Many folks are afraid to ask for more, and women may be even more reluctant to ask than men.

"People tend to think it's hard to do," said Trisha Plovie, regional vice president of human resource consulting firm Robert Half in Troy, Mich. "It can be uncomfortable to negotiate in an interview situation and some people may be fearful that by negotiating, the company may decide not to make them an offer."

But, Plovie said, right now, the labor market is tight, which means that employees have the leverage to find jobs, earn more and it's less likely that they will be passed over — or told no — than it was just a few years ago.

"Candidates are really in the driver's seat," Plovie said.

In December, the latest month the data are available, the national unemployment rate was 4.1 percent.

The survey by Robert Half asked 2,700 people whether they negotiated their salary and broke down the results into 27 metro areas.

The top metro area, as you might expect for negotiations, was New York, with 55 percent of professionals negotiating their salary; the city at the bottom was Indianapolis at 24 percent. Cities in the middle were Pittsburgh, Chicago, Cleveland, Cincinnati and Minneapolis, with 48 percent, 41 percent, 36 percent, 35 percent and 26 percent of professionals negotiating pay, respectively.

The overall survey results also suggested that gender and age affects who negotiates.

Of professionals who did negotiate for more money, 46 percent of them were men, compared with 34 percent of women; and younger workers, the so-called millennial generation who are between 18 and 34, were more likely to negotiate than older generations of workers.

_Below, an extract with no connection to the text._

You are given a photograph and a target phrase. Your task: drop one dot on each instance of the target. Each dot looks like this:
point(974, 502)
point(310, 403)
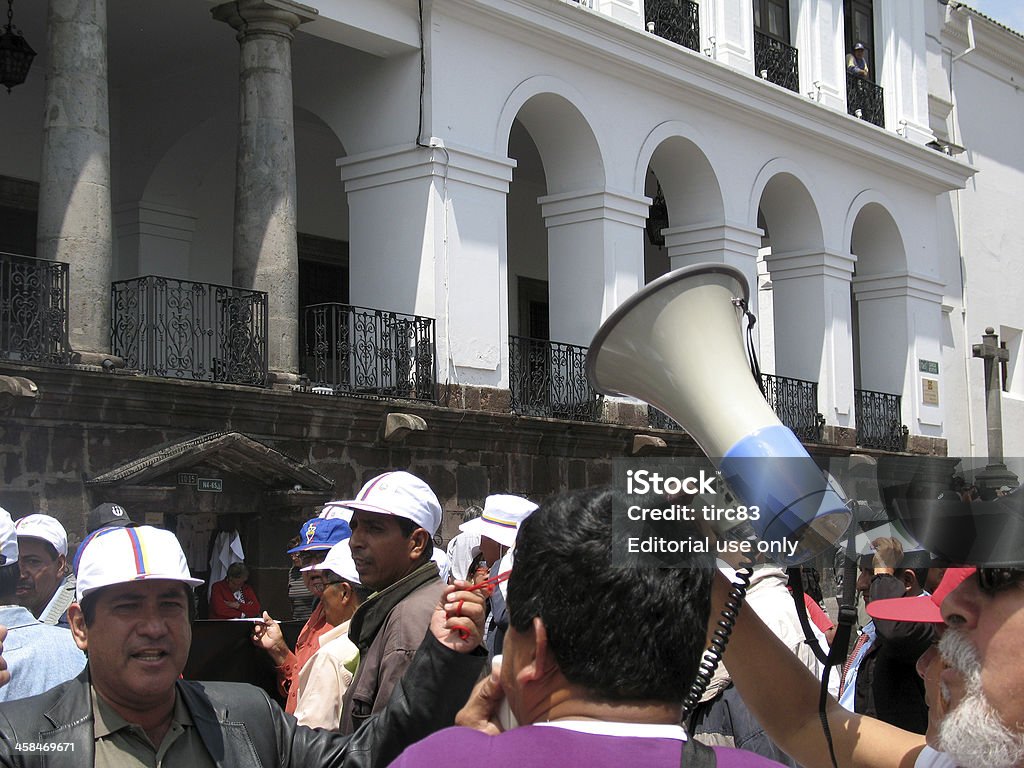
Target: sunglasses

Plovie said that younger workers, especially those graduating college, are entering "super hot employment markets." They likely feel confident because they are out of school and may be working with a recruiter who can help them negotiate — or negotiate for them.

Chanel Hampton, the founder and president of Strategic Community Partners in Detroit, said unlike their parents or grandparents, millennials don't plan or expect to stay at one company their whole careers, so they want to get as much pay as early as they can.

"For many people, it boils down to confidence," Hampton said. "A lot of people don't realize negotiating is an option."

Ursula Adams — a leadership consultant and owner of the SheHive, a women's development center in Ferndale — said that in more than 25 years of working in human resources at the United Way and Compuware, she never negotiated her salary and now regrets it.

"I think how much more I could have done," she said. "The work I did was worth more."

Her advice: "Be OK with the uncomfortable conversation and be OK with what could potentially be an uncomfortable result. It's much easier now that you can ask what you are worth because of the job market. There are other jobs to be had and its easier to start your own thing now."